Come Terrasanta.net ha già raccontato, sia la situazione politica in Israele sia la vicenda dello sciopero della fame dei prigionieri sono in pieno movimento: ci sarà modo di tornarci sopra a bocce ferme nei prossimi giorni. Mi preme invece segnalare qui due altre novità su un tema che ci sta sempre molto a cuore: quello della memoria non solo del male, ma anche dei Giusti tra le nazioni, cioè di quelle figure che – durante la Shoah – misero a repentaglio la propria vita per salvare quella di alcuni ebrei.
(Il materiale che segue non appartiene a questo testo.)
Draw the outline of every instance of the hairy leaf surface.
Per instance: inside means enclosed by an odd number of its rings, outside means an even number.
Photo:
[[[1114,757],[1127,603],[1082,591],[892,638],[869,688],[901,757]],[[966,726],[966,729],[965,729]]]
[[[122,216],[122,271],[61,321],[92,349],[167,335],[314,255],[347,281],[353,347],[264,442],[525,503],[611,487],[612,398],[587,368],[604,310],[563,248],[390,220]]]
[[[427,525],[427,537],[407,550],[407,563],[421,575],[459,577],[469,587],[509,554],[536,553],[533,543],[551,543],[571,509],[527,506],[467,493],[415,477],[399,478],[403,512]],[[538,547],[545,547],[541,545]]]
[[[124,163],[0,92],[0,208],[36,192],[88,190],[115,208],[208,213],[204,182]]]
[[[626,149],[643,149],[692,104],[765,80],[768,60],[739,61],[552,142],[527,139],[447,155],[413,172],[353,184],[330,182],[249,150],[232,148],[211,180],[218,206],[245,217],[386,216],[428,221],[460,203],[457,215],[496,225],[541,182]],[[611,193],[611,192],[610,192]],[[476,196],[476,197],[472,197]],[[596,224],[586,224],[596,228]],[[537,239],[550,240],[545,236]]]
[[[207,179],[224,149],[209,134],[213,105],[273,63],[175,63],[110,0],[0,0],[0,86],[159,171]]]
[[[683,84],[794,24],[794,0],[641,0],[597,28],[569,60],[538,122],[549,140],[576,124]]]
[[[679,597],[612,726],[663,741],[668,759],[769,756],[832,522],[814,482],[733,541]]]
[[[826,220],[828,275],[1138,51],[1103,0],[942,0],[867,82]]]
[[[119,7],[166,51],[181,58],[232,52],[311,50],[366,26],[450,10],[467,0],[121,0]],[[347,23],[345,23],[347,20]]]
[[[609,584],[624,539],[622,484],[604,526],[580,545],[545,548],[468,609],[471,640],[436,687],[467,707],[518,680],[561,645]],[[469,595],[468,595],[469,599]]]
La prima notizia è che qualche giorno fa il Parlamento europeo ha approvato una mozione che istituisce la Giornata europea in memoria dei Giusti. D’ora in poi, dunque, ogni anno il 6 marzo l’Europa sarà chiamata a mettere al centro il ricordo di tutte le donne e gli uomini che con il loro coraggio (e a volte con il sacrificio della vita) si sono opposti al sopruso dei totalitarismi, di qualsiasi ideologia e colore politico. A proporre l’iniziativa è stata Gariwo, l’associazione internazionale promossa da Gabriele Nissim che a partire da Milano in questi anni ha costruito una rete importante sul tema dei Giusti, mettendo insieme tra loro contesti anche diversi come quelli delle tragedie della ex Jugoslavia o del Ruanda. La data proposta richiama comunque l’esperienza importante portata avanti dalla memoria ebraica in questo senso: il 6 marzo è infatti l’anniversario della morte di Moshé Bejski, l’ebreo salvato da Oskar Schindler che fu ideatore e per tanti anni presidente della Commissione dello Yad Vashem che a Gerusalemme assegna il titolo di Giusti tra le nazioni.

È interessante che questa campagna di Gariwo sia giunta in porto proprio in un momento in cui avvertiamo tutti l’estrema debolezza dell’Europa. In qualche modo questa nuova Giornata è anche una sfida a tornare a guardare alla nostra storia con occhi un po’ diversi. «Non si tratta di chiedere un’ennesima ripetizione delle giornate della memoria – ha spiegato bene Nissim, in una lettera appello rivolta agli eurodeputati alla vigilia del voto a Strasburgo -, ma di formulare un approccio completamente diverso nei confronti della storia europea. Ricordare per la prima volta nella comunità gli uomini che sono stati capaci di fare del bene nelle situazioni estreme significa valorizzare gli individui piccoli e grandi che con il loro coraggio sono stati il fondamento della costruzione morale dell’Europa. Chi ha salvato delle vite durante il nazismo, come chi ha lottato per la verità e la democrazia durante il totalitarismo sovietico, o chi ha cercato invano di prevenire e di denunciare i genocidi in Armenia ed in Ruanda, è stato il portatore dei valori più alti della nostra identità europea che esalta il rispetto della pluralità umana, il ruolo irriducibile dell’individuo e il significato profondo della responsabilità personale».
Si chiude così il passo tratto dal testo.